The legislation has the support of UConn President Susan Herbst and Regents President Mark Ojakian. It would make undocumented students eligible to apply for aid from the $140 million pool those public college systems collectively provide.
The state Senate last month voted 21 to 13 along mostly partisan lines to approve the bill.
Still hoping for a last-minute vote, supporters of the legislation, who call themselves “Dreamers,” came to the state Capitol wearing caps and gowns and holding a clock counting down the time remaining for legislators to pass the bill.
“Institutional aid will be a dream come true for me,” said Angelica Idravo, an undocumented resident who works two jobs so that she can attend Western Connecticut State University part time. “We will be here fighting to the end. If it doesn’t pass, we will be back next year.”
Lemar called it “morally indefensible’ during a press conference Wednesday that financial aid is not available to these students who have lived in the state for years.
“It is morally indefensible that we are going to fail for a second straight year.

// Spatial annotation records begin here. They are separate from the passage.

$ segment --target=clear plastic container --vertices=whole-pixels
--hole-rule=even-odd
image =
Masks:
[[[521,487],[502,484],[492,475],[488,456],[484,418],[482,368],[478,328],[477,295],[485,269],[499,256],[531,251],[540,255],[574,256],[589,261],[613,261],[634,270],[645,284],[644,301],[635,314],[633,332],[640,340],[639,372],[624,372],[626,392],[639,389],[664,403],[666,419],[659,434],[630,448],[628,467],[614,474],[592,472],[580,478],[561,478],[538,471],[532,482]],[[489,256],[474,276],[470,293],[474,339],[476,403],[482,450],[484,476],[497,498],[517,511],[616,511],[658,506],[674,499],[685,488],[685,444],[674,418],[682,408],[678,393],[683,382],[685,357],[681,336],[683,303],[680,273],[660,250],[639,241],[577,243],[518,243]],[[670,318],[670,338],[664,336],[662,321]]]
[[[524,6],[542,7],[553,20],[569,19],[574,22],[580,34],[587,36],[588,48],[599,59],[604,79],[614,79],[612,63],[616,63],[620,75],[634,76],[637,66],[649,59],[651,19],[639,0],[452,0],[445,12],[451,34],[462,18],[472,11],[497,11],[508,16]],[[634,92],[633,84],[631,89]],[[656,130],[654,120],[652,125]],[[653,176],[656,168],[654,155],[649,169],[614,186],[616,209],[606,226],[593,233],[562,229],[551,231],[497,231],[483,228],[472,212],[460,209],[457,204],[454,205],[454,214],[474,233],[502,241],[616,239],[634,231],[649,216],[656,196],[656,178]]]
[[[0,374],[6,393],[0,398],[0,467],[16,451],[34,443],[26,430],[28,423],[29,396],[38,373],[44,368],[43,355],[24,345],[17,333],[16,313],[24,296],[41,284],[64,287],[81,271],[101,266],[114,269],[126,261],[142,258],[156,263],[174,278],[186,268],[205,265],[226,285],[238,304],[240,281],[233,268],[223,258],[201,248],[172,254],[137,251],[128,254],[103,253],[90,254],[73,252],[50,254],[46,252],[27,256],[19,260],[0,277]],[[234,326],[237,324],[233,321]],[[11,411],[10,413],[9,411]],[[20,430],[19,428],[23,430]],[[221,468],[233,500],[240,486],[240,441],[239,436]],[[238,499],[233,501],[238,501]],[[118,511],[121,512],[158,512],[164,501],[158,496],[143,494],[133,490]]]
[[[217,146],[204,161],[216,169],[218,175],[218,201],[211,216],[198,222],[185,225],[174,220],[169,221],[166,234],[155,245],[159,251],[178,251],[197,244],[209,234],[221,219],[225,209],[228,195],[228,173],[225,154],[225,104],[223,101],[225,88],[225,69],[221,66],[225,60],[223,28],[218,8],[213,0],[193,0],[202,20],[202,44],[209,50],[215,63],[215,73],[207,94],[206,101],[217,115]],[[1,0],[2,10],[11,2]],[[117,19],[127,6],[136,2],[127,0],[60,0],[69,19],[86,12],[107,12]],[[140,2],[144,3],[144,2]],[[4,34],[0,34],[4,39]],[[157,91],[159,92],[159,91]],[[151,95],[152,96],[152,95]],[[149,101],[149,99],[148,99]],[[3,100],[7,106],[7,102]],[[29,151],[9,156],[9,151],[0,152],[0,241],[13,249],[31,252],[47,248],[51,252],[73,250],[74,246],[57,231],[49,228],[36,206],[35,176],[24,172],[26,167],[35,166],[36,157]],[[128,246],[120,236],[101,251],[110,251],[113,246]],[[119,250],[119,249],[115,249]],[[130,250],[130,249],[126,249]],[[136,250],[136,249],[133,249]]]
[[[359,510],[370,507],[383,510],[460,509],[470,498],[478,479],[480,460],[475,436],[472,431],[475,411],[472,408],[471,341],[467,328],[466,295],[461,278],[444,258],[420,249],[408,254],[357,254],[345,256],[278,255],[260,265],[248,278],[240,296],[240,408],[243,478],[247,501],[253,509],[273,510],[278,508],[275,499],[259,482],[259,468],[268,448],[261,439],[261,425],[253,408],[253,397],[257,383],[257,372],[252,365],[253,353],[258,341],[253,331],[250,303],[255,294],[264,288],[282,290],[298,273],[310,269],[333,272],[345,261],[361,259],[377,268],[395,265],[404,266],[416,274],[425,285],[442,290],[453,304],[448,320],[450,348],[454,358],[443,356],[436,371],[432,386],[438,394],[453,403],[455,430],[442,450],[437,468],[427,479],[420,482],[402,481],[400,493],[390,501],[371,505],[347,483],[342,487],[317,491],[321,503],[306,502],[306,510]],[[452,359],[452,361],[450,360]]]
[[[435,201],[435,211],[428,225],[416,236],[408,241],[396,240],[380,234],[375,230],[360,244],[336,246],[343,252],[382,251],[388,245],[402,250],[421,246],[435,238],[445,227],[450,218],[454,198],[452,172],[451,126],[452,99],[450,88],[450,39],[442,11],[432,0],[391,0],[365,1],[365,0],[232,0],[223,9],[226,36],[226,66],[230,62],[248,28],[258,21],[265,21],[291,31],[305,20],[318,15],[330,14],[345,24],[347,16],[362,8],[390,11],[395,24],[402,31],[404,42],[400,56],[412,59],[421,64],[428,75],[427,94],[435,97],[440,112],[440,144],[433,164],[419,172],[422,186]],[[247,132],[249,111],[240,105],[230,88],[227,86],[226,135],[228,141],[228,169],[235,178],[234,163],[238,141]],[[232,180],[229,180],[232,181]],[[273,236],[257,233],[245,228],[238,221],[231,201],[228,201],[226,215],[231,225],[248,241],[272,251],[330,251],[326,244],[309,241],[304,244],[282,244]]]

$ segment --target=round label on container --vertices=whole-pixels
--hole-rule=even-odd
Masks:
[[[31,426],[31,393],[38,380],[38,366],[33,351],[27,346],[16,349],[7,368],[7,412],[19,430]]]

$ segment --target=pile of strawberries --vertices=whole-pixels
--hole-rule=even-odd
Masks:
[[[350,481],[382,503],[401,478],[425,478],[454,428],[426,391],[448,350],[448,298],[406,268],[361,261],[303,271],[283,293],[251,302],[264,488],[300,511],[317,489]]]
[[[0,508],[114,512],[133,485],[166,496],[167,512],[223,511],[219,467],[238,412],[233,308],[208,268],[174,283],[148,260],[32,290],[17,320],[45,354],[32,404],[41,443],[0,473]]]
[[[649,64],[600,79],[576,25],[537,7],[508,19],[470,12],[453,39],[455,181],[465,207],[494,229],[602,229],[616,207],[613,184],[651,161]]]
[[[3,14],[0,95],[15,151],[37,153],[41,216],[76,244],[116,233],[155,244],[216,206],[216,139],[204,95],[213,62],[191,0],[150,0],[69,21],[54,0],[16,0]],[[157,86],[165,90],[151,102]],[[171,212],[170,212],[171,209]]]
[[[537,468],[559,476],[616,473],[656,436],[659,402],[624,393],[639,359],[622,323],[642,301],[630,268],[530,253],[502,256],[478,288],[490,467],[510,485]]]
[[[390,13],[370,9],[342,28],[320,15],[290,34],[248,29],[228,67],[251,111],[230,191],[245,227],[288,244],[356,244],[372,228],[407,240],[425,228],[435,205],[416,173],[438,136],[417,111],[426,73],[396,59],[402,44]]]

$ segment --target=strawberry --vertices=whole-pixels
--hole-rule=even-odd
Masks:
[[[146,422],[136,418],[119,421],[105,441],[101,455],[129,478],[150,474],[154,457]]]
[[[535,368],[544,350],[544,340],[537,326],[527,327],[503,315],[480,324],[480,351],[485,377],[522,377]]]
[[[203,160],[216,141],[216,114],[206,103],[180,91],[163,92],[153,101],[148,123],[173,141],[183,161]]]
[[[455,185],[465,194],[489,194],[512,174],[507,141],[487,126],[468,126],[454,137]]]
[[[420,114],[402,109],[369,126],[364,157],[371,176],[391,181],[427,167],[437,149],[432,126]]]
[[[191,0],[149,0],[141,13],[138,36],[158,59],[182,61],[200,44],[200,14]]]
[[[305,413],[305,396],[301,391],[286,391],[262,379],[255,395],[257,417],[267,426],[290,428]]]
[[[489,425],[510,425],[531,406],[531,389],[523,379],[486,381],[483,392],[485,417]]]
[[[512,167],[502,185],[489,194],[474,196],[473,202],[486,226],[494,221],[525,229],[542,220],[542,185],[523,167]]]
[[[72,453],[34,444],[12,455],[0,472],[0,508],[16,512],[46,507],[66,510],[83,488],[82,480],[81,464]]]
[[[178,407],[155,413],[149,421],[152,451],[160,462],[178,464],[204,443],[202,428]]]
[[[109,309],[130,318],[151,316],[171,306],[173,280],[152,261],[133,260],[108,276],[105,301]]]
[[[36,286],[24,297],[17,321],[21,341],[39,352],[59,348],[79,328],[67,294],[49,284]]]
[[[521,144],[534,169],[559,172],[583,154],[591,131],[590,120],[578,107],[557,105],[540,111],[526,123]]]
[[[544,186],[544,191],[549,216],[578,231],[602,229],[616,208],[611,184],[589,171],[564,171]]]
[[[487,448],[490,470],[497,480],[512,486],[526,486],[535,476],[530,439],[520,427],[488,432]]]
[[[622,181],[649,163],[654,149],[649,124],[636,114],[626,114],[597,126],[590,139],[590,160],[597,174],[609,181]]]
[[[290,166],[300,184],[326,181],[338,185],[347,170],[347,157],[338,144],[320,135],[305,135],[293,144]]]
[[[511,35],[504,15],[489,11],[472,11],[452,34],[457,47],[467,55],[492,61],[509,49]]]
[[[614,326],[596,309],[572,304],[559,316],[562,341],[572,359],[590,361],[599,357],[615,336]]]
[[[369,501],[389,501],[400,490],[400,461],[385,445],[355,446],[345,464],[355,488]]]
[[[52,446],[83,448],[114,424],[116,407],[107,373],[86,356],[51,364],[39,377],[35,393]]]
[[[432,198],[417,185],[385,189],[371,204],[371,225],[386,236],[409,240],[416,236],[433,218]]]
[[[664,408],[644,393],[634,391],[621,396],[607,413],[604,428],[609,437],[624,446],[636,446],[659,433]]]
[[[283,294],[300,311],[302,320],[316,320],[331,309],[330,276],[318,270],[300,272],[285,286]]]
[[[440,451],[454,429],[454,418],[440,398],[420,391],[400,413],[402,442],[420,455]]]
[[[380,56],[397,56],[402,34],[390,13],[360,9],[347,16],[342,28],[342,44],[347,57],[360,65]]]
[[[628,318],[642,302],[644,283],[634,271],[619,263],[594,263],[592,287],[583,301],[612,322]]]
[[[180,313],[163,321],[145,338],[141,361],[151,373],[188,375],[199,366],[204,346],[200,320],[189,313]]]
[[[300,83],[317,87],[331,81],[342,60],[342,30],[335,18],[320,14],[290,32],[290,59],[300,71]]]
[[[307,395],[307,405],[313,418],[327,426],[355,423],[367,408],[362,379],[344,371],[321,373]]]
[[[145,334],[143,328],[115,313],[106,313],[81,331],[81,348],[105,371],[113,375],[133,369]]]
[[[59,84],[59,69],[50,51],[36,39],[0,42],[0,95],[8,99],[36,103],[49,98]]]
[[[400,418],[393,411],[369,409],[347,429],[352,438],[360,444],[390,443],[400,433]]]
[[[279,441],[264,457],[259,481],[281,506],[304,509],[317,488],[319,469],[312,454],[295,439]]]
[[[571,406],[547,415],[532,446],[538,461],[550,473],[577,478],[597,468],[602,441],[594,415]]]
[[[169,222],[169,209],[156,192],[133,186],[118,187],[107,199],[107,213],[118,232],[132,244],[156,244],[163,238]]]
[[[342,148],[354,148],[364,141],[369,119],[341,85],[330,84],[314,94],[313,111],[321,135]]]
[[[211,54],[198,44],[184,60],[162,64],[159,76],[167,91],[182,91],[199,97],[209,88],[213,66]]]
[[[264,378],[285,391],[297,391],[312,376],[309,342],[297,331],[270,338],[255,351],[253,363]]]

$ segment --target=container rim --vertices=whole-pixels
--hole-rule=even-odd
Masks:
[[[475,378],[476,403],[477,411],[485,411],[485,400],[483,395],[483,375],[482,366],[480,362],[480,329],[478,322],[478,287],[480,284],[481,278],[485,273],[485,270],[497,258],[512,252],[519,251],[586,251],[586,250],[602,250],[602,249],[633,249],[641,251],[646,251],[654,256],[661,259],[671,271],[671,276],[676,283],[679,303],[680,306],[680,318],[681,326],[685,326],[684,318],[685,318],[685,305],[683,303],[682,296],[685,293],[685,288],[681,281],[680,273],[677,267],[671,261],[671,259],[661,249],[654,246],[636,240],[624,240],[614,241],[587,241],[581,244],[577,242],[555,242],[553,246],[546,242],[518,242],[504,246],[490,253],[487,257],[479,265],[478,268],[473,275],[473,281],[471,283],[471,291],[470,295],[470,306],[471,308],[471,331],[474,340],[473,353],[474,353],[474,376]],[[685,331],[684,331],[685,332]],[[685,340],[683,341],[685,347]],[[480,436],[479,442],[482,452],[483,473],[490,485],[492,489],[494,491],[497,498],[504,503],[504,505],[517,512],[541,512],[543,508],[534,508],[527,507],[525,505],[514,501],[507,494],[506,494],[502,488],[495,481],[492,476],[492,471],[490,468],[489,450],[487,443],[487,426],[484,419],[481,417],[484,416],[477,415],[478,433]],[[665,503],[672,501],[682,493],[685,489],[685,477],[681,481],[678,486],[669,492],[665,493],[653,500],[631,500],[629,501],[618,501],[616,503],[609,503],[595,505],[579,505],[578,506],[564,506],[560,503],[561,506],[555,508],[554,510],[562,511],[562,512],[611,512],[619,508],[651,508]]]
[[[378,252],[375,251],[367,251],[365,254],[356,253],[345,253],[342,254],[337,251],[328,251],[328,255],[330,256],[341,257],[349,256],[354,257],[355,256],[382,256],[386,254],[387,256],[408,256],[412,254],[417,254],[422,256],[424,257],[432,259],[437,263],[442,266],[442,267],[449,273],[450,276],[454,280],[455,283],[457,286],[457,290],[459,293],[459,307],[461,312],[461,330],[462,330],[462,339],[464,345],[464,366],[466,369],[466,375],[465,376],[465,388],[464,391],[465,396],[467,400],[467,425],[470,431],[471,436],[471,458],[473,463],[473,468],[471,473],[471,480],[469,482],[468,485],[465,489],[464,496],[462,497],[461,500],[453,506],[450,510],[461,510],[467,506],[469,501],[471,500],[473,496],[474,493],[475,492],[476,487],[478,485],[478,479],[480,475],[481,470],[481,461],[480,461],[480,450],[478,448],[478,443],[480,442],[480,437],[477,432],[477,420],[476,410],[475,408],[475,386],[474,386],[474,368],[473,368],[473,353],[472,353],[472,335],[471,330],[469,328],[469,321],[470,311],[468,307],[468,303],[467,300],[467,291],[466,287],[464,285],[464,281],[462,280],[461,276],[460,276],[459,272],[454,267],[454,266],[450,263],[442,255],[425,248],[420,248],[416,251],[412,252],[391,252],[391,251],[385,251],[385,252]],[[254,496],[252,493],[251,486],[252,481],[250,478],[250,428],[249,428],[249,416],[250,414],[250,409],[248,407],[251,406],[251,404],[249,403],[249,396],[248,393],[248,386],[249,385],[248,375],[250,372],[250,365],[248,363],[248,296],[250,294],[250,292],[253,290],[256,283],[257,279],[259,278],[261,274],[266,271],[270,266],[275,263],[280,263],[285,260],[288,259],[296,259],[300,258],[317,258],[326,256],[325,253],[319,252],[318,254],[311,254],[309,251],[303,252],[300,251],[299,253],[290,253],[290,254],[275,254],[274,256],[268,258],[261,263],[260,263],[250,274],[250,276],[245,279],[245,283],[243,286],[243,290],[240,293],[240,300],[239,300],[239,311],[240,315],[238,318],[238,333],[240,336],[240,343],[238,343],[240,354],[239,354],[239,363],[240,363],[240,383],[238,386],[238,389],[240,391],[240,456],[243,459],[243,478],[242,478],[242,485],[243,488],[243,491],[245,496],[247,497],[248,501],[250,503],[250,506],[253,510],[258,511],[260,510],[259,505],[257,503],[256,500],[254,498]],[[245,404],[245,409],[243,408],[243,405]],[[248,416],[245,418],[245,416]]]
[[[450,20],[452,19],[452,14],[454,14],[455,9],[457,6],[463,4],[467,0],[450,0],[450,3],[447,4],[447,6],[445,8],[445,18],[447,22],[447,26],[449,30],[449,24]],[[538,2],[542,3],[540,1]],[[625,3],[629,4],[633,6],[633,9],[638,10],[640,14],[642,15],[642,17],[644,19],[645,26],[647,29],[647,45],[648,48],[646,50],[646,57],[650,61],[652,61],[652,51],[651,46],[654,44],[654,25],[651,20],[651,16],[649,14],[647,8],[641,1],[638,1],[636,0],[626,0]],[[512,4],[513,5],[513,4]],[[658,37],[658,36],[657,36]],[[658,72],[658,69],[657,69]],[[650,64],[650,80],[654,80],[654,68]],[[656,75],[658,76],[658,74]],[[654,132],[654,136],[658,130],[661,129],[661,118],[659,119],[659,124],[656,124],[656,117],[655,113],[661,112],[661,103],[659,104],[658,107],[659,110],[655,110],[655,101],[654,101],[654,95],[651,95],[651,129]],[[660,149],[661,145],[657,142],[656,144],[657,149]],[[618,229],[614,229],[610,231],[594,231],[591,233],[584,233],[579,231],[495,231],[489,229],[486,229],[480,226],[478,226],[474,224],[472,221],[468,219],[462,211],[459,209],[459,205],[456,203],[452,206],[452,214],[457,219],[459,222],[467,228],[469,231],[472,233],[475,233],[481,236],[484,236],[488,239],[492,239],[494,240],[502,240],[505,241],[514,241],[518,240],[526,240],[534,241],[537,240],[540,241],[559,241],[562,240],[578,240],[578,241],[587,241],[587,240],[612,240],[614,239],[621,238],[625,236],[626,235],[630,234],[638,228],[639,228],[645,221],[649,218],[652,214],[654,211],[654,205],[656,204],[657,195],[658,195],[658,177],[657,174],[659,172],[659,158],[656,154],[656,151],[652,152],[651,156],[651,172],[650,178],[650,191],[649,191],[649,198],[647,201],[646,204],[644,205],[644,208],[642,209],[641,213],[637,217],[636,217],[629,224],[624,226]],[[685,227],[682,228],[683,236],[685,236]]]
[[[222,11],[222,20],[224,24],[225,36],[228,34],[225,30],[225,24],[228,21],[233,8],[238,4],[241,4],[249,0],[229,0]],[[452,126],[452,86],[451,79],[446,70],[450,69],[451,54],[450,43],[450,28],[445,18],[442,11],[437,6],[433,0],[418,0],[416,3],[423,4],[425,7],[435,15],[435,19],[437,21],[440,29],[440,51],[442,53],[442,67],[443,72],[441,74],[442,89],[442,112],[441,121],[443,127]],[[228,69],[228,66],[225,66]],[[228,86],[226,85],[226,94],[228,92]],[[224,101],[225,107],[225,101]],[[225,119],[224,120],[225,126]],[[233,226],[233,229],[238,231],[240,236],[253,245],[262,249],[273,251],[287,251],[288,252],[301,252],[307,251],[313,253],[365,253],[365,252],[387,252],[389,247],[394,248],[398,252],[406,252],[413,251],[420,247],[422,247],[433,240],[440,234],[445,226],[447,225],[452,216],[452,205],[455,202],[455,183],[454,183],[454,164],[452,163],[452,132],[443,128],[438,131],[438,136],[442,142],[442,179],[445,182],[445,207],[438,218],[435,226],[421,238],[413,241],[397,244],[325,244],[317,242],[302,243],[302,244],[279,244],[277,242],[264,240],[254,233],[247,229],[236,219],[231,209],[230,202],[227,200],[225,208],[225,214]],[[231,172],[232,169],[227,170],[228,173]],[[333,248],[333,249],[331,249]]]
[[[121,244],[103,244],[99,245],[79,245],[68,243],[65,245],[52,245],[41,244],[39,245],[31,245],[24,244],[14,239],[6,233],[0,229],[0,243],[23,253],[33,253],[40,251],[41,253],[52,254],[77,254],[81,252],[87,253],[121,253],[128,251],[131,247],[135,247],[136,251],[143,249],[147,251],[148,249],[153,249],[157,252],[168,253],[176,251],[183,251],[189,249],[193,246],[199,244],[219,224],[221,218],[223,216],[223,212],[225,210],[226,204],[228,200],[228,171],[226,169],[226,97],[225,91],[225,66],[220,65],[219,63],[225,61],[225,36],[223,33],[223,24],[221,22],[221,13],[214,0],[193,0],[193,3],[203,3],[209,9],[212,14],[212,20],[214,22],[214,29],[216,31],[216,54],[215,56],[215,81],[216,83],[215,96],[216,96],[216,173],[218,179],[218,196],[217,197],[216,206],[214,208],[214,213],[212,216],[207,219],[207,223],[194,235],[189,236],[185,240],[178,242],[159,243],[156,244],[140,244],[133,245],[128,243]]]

We will be back next year,” he said.
Opponents said they foresaw crowding some legal residents out of the financial aid pool if undocumented students were given access. Concerns also were raised about the timing of expanding financial aid when state funding is being cut for public colleges and universities.
The state budget expected to be debated today will cut state funding for the Regents system, which includes the 12 community colleges and four regional state universities, by $25.3 million, or 7.1 percent. UConn was cut by $19.1 million, a 7.7 percent reduction.
Note: An earlier version of this story incorrectly identified Roland Lemar.